In prior years, Alexandria’s music departments have struggled in the budgets to pay for replacement instruments. Last year, $240,000 was allocated to replace many of the schools’ instruments, and the schools are requesting another $240,000 to complete this process over the next three years. Whether or not they get this funding will be revealed in the new instructional and capital improvement budget unveiled Thursday, Jan. 15. The EYS concert was self-funded, with a small participation fee from students and the rest paid through ticket sales. It’s a rare event for the schools and one the participating students said they were grateful for.

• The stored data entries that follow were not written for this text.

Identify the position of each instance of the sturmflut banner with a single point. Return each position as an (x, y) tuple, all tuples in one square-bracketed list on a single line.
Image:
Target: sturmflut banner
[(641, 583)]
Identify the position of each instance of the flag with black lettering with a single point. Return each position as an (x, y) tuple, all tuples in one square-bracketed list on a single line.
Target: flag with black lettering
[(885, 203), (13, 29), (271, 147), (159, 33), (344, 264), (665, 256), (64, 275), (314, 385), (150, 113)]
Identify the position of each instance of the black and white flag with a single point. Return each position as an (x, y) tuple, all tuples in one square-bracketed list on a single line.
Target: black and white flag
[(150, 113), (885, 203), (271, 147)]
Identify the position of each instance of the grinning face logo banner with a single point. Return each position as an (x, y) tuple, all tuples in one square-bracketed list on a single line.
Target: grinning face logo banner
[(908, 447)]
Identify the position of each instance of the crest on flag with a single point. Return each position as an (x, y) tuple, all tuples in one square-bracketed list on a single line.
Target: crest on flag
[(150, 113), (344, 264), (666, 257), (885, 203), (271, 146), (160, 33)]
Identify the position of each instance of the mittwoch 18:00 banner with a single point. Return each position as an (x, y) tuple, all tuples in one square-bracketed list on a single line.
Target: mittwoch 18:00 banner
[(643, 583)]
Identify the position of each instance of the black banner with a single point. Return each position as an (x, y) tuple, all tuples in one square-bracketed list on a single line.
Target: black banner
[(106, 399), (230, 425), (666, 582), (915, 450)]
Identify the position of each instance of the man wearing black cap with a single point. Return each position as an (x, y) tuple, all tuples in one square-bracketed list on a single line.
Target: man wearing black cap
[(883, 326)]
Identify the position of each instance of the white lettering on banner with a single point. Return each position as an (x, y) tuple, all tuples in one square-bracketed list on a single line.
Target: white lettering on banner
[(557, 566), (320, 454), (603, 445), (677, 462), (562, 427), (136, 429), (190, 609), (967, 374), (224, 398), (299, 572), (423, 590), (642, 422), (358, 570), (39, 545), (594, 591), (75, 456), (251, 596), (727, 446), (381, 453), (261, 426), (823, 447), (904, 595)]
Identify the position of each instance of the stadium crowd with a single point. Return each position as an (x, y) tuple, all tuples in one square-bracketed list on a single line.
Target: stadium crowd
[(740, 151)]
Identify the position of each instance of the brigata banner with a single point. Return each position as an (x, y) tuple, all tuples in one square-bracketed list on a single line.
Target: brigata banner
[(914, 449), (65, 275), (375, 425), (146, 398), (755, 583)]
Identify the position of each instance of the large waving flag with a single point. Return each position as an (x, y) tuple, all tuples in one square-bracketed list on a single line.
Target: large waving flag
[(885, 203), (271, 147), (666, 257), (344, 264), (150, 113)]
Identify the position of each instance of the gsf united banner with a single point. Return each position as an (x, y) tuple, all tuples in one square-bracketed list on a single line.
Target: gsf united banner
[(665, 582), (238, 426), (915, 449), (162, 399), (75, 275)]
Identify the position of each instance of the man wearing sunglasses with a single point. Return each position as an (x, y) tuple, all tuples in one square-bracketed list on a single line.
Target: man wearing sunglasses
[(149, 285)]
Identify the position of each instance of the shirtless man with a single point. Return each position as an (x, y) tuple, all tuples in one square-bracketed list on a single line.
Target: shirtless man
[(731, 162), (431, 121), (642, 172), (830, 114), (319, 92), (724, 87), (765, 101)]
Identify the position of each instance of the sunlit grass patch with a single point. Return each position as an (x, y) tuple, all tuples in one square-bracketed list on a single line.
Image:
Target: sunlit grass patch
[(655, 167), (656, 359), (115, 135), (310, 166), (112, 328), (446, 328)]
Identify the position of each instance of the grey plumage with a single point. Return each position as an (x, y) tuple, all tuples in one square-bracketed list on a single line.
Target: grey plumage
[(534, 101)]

“We don’t get very many chances to express ourselves through music because it’s not like you can just organize a concert every month,” said Pierce. “We only get them about two times a year. And so, whenever we get a chance, I always sign up for it. I think it’s really great that we have a rehearsal program, because I know not a lot of places do, and it gives the kids a chance to express themselves and also meet up with other people with the same interests, which don’t always happen.”

For Wood, giving students a chance to express themselves is the primary purpose of any musical program and is part of what makes them vital for schools.

“There’s nothing more exciting than finding yourself in music,” said Wood. “When a kid finds his voice in clarinet or violin, there’s no other feeling like it. Music gives us a sense of empowerment that’s all emotion. Because science should not be set up as an emotional experience and math should not be set up as an emotional experience, where do you get the emotional development from? The arts. And talk about a cockamamie culture, right now we’re the most emotionally retarded country in the world. I find these kids have a struggle with communication and deep emotion that’s not rage or anger.”

Students cited emotional expression as one of their favorite things about getting involved in music.

“I can share my emotions,” said Jacob Rosario. “When you’re angry, you can play hard. But when you’re happy, you can make everyone else happy too.”

Rosario and his best friend, Diego Flores, are 6th graders, who are also in advanced math classes. They enjoy math and science, but they expressed a special love of music, though they were both nervous about the concert that evening. Rosario said he was so stiff and excited all day that his dad had to crack his back that morning before he left home, and Flores’ said it’s his first time ever getting to play in a concert.

During the practice, Wood moved through the orchestra and told the musicians to smile and sway together with the tune of the song.

“You can’t be frozen,” said Wood. “Everything in life moves. Music has to move.”